Light Breeze in Paradise
Palm Art Press
The narrator turns her back on Berlin and the hectic throb of the big city for a summer, in order to recharge and reconnect with herself in the seclusion of a Greek mountain village.
For the first little while she passes the time silently on a terrace. A terrace on the hillside, looking out over the great expanse of the ocean. She lives surrounded by insects and other animals that eventually become her friends. She takes time to experience changes in light and transformations of the sea, to take notice of the hidden and inconspicuous things in her environment, the glimmer of what lies concealed.
It is only after some days have passed that she is struck by the desire to meet people again, and starts to embark on journeys beyond the cosmos of her terrace. She hitchhikes to the town by the sea each day. Brief encounters along the way, people-watching on the beach, and observations of nature's own spectacle as it unfolds reveal to her the interrelation of all living beings in nature.
Coinciding with the human interactions, dramas play out in the microcosm of insects, beetles, and small animals - like scenes from Greek mythology. This book is all about the detailed narration of the small world reflected in the larger one.

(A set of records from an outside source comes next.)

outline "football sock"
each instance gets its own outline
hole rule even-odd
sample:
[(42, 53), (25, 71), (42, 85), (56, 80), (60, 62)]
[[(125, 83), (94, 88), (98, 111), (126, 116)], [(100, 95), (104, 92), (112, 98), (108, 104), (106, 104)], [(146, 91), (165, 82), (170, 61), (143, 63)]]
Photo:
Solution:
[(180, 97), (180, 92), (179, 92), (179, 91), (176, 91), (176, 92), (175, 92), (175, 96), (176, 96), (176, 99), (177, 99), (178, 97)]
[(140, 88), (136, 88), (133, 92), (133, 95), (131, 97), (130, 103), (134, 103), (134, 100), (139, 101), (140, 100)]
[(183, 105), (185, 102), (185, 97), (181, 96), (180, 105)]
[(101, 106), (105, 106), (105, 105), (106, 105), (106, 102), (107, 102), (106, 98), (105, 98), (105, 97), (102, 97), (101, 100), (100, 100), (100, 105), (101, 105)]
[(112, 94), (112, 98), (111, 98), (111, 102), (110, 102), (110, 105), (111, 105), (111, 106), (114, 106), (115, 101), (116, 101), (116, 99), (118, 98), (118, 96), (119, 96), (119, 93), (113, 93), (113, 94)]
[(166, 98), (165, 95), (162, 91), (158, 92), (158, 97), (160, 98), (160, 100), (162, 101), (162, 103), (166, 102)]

“Translation is a collaboration, the work of two artists, or a double art,” Willis Barnstone claims in The Other Babel. This idea couldn't be truer in the case of this bilingual translation of Leichter Wind im Paradies by Carmen-Francesca Banciu in English (Light Breeze in Paradise) and Greek (Ελαφρύ Αεράκι στον Παράδεισο). This bilingual translation challenges the limits of the notion of collaboration, as it occurs on multiple levels. More specifically, this is the outcome of a collaboration in the frame of The Advanced Training in Greek Poetry Translation & Performance Workshop, founded and directed by Dr. Vassiliki Rapti at Harvard University in 2014 and run independently since July 2016.